Sunday, August 27, 2006

Girlfriend in a Coma

Pop quiz: what do you get when you cross Chuck Palahniuk with Canada?

[Hint: It's not the blandest fight club ever.]

Okay, so it's Douglas Coupland. Coupland is one of those "experimental" writers who think it's awesome to do stuff like put several pages of nothing but three-letter Scrabble words in their books. And maybe it is awesome; that's not my issue here. But that's the type of writer he is.

Anyway, Mr. Coupland has been running a blog on the New York Times website all summer. The blog is enteratining enough; it features tidbits about book tours, various insights about Canadian and American cultures, and pictures of random crap. It didn't make me want to run out and read all of his books, but it did make me go and pick up Girlfriend in a Coma for the sixth or seventh time--a book that I first read in high school and adored. Being an English major in college subsequently ruined all of my previous favorite books, but Girlfriend fared better than most. It's not all that strong on a literary basis, but the ideas in it that appealed to a cynical eighteen-year-old have only gotten more resonant seven years later.

The plot is weirdly overcomplicated, but limited to seven people and one town in a concession to simplicity. (One Hundred Years of Solitude this is not.) Canadian teenagers have sex for the first time in 1979; one of them falls into a coma the same night, sending their high school clique into seven different versions of banal adult hell. There's a baby born of the coma chick nine months later, and all sorts of weird circumstances conspire to keep the high school friends from leaving their trapped-in-the-70s neighborhood in Vancouver. There's even an apocalypse involved. Hot stuff.

Coupland uses it all to back up a comparatively simple thesis: that current life is empty. Drugs! Insularity! Facile psychobabble! Our obsessions with pop culture take a particularly hard hit; Coupland shows us how awful it all is by...stuffing glib pop culture references into every other sentence.

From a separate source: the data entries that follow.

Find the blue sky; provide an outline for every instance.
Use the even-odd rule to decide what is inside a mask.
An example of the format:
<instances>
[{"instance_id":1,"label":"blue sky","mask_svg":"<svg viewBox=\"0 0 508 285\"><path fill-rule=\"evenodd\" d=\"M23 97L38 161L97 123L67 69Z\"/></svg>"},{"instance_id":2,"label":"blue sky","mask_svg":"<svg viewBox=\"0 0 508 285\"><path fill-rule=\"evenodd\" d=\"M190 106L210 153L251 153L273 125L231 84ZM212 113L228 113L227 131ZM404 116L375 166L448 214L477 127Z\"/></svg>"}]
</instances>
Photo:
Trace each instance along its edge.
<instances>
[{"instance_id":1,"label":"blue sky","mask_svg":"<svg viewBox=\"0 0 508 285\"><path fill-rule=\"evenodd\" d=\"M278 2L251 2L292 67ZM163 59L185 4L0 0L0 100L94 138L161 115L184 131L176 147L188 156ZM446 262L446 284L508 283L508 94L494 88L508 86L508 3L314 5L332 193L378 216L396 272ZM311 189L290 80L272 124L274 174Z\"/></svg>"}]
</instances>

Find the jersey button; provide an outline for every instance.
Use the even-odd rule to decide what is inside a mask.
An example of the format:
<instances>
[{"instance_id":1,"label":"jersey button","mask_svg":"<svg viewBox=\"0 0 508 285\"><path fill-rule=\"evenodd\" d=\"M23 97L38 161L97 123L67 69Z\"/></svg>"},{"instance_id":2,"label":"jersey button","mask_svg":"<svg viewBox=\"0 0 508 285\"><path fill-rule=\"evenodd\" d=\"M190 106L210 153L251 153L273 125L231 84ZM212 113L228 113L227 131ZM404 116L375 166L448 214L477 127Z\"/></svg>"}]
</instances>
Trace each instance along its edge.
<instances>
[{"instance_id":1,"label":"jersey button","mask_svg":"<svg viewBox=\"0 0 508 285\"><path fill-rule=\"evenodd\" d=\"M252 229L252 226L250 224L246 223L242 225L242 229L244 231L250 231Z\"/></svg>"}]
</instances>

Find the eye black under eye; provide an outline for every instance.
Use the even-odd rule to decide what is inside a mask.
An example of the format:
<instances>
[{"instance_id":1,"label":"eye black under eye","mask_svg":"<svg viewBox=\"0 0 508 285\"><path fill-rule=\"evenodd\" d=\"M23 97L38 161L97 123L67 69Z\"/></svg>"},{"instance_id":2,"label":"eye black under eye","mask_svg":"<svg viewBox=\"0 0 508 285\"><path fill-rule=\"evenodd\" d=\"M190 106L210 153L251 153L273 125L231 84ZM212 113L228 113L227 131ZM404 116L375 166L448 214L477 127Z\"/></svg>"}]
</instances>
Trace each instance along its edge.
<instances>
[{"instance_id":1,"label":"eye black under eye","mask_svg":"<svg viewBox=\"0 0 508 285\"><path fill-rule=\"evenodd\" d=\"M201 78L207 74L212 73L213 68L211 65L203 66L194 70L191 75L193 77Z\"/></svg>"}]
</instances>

So the line between condemnation and postmodern awareness is pretty blurry.

His overall point is still pretty valid. What would any of us do with a collapse of the everyday order? I don't think Coupland's vision of claustrophobic squabbles and self-obsession is all that inaccurate. Still, he chooses to take the interesting premise, and the hyperawareness-as-insight schtick, and cram it all into some easy moralizing. That part gets less palatable as I get older. He's got me sympathizing more with the less-than-fulfilling lives of the characters now; but getting me to feel guilty about my own craptastic existence and then offering nothing but cheap platitudes doesn't really lead us anywhere productive. If the world ends tomorrow, leaving me stuck in Connecticut with my group of friends, I won't know how to fix things properly, and it will be all Douglas Coupland's fault. I hope he's happy.

And now the extract section...or, "why you may want to read the book no matter what snarky things I may have said about it":

"I looked at Karen, with her head resting atop her ski poles. She had the extra pulse of beauty people have when they know they're being fondly admired."

"Wendy's working hard--too hard, it seems. She's not much in love with Linus--obvious to anybody--nor is Linus much in love with Wendy. His soul is full of glue. Karen seems to have understood everyone's life immediately; the others think she is too out of it--too clued out about the modern world--but Karen sees all. She remembers the innocent pointless aims of their youths (Hawaii! Ski bum at Whistler!) and sees that they were never acted upon. But at the same time, larger aims were never defined. Her friends have become who they've become by default. Their dreams are forgotten, or were never formulated to begin with.
Her friends are not particularly happy--not with their lives. Pam had rolled her eyes when Karen asked her if she was happy.
'No.'
'Fulfilled?'
'No.'
'Creative?'
'A little.'
Through the monsters they design and the TV shows they work on, they give vent to the loss they feel inside. Expressions of pettiness, loss, and corruption."

"And then came October 14, 1978, the day Jared snuck up behind Wendy and whispered, See you after the game. Meet me in the parking lot. I've got a bag of candy to give you. And then came the collapse on the football field followed by the thousand passionate nights that never came Wendy's way. And she's never told anybody, because who would believe it? Because she is only Wendy: dutiful, sexless, brainy, and almost a tragedy (in her father's eyes) had Linus not happened along. Romantic beauty is for others."

"In London the supermodels wear Prada and the photographers snap their photos. The young princes read their Guinness Book of World Records. In California, meetings are held and salad is picked at. Across the globe hydro dams generate electricity and radio towers send powerful signals out to the heavens advertising Fiat Pandas and creme rinses. Golden lights oscillate wildly. Giant receiving dishes rotate and scour the universe for voices and miracles. And why shouldn't they?"

1 comment:

Lance said...

We are the all singing, all dancing, crap of the world.

Good use of the word "Craptastic". It's a favorite of mine.